West London based Jeremy Warmsley graced the Sunrise tent on Sunday afternoon (exactly the same slot he occupied at last year’s festival).

The gifted singer songwriter, who recently toured with The Shins, energised the crowd with his unique and accessible indiepop.    

The most eagerly awaited and thrilling performance of the festival was Crystal Castles,

the Toronto based postpunk 8-bit electronica duo made up for the Glastonbury set (which was cut short) with an incredible and visceral performance as those clamouring to touch unpredictable vocalist Alice Glass will testify.
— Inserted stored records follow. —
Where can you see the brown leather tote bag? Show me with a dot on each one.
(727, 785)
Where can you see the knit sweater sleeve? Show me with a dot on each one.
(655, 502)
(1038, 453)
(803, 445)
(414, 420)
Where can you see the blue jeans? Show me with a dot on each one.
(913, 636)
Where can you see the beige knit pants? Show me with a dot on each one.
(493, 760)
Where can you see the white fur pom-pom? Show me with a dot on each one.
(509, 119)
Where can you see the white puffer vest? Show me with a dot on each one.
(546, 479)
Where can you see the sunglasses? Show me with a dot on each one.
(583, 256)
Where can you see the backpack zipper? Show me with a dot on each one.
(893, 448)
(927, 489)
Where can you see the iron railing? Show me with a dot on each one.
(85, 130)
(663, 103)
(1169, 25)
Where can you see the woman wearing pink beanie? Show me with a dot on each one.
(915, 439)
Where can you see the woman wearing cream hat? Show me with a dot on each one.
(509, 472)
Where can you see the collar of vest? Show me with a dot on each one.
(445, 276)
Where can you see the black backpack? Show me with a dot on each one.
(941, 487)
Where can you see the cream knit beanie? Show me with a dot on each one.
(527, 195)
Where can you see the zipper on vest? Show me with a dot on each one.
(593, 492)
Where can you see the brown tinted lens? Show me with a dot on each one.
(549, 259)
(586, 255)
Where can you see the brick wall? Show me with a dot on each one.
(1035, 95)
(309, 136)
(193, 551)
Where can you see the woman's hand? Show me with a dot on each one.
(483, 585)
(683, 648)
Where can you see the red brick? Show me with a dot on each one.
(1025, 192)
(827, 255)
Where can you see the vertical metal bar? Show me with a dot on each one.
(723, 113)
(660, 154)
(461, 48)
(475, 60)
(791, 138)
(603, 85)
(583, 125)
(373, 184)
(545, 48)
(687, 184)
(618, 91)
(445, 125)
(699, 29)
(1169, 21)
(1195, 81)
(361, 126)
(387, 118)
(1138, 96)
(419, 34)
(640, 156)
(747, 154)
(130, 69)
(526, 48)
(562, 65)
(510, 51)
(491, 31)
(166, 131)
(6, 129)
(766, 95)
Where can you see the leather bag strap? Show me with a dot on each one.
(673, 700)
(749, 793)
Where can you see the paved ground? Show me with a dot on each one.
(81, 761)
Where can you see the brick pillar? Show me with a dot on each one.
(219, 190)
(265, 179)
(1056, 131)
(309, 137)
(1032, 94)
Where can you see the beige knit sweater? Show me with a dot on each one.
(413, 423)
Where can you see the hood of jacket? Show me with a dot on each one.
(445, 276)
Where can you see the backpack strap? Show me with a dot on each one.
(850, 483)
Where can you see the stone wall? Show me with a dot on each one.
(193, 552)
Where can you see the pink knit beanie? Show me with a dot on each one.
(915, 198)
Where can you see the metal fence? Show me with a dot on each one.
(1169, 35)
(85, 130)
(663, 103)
 This year’s comedy line up was stellar with Bill Bailey, Stewart Lee and Frankie Boyle to name just a few. Unfortunately, the organisers did not learn from last year and the popularity of these performers far exceeded the capacity of the comedy tent creating an unnecessary bottle neck on site. Russell Howard’s stand up routine is particularly good and was eminently relatable for the festival crowd- who gave him a fine reception. Ross Noble’s pseudo-contemporaneous routine went down very well and ended with the audience singing bohemian rhapsody then leading the thousand strong crowd on a frenzied rampage around the site before being enveloped by the hoards.

‘’This must be how Jesus got started’’ a sweaty Noble commented.

In the cosy Literature tent, early risers could be treated to Marcus Brigstocke reading them the morning papers with the likes of Phil Jupitus– who also returned to his first passion in the poetry tent.

The literature tent also saw Mark Steel give an interesting lecture on the life of Karl Marx,

Mark Thomas also gave an engaging talk centred around his upcoming book about Coca-Cola, entitled ‘’Belching out the Devil’’. A personal highlight was an entertaining extract from “Submarine” by Joe Dunthorne, recited by the excellent Richard Ayoade.

Admittedly, these days there’s nothing groundbreaking about Latitude, the acts are pretty mainstream and this year saw a handful of festivals from a similar mould. So the real measure of the festival is the people it attracts and Latitude continues to entice a diverse collection of interesting and open minded individuals, maintaining its well earned reputation for another year.